35) Vedānta: vidyā/avidyā and the non-finality of duality.
Your poem’s insistence that lower structures must be purified and then transcended parallels Vedāntic treatments where ignorance/knowledge structures are pedagogical and ultimately overcome. For the broader framework of selfhood and the ātman discourse, see SEP’s “Personhood in Classical Indian Philosophy.”
36) Buddhism: intermediate states and the pedagogy of liminality.
Although your poem is not Buddhist, its liminal disciplines (trance, threshold ordeals, post-mortem functions) can be compared structurally to Tibetan “bardo” discourse as an “intermediate state” framework (as concept vocabulary and ritual pedagogy).
37) Shekhinah / Sekine (Shekinah) as immanence-language across Abrahamic traditions.
For Shekhinah’s definition as God’s dwelling presence, Britannica is a high-quality reference.
Your poem uses Sekine (Shekinah) as nourishment/protection—functionally comparable to “presence” and “tranquility” idioms in multiple Abrahamic spiritualities (without collapsing doctrinal distinctions).
38) Axis mundi as “inner ascent to the Throne”: microcosm mirrors macrocosm.
The poem’s ascent imagery coheres with axis mundi logic: the sacred center (sometimes mapped onto the body) becomes a ladder between realms. For an academic reference point on “axis mundi” as a sacred connector, see Springer’s encyclopedia entry.
39) Method note—allegory vs doctrine: why comparative reading must remain “functional,” not “identical.”

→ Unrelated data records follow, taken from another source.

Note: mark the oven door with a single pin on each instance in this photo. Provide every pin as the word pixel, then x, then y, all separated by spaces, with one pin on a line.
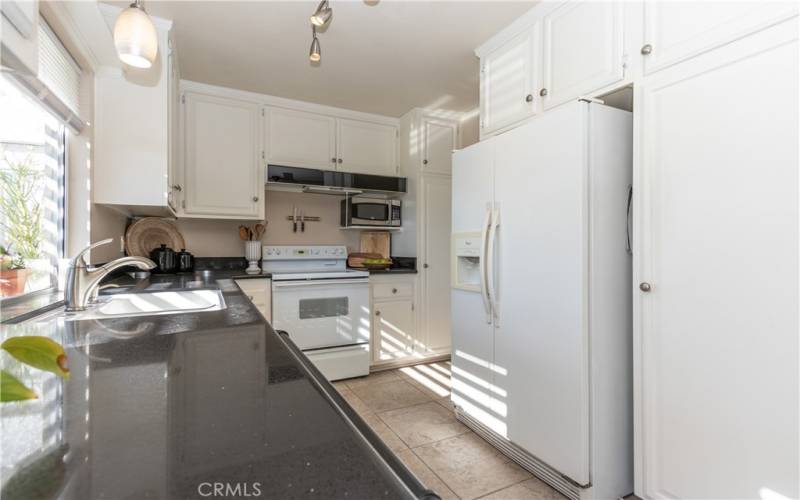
pixel 322 313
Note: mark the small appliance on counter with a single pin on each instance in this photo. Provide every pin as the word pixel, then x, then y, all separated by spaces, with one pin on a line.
pixel 165 260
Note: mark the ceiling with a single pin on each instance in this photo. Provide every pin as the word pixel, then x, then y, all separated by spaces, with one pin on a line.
pixel 378 56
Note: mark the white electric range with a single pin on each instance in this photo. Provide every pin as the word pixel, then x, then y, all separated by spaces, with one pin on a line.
pixel 322 305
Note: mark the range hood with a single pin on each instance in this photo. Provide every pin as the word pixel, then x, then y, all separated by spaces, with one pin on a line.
pixel 310 180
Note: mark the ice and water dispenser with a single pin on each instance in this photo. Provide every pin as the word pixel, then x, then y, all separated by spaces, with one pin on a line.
pixel 466 261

Many of the poem’s equivalences (biology ↔ revelation; prophets ↔ stations; jinn ↔ psychology) work as symbolic mapping, not doctrinal propositions. A responsible academic approach distinguishes:
Poetic inference and esoteric pedagogy (legitimate as genre), vs
Historical theology claims (which would require textual transmission evidence and doctrinal corroboration).
Interreligious Similarities Summary (for end-of-text use)
Islam: purification (ablution), jinn-from-fire anthropology, Khidr pedagogy, “knowledge of the Book,” right/left eschatology.
Judaism: Shekhinah as divine presence; sacred-center logic; prohibition boundaries around necromancy.
Christianity: water baptism vs Spirit/fire; sacramental purification as transformation; anti-divination ethics.
Zoroastrianism: Asha–Druj as moral dualism (truth/order vs lie/chaos).
Daoism: complementary polarity (yin–yang) as non-enemy duality.
Vedānta: ignorance/knowledge as pedagogical duality; selfhood analysis beyond ego.
Tibetan Buddhism: liminal states pedagogy (bardo) as structured transition discourse.
Comparative sacred-space theory: axis mundi as center/connector; inner ascent mapped onto cosmic geography.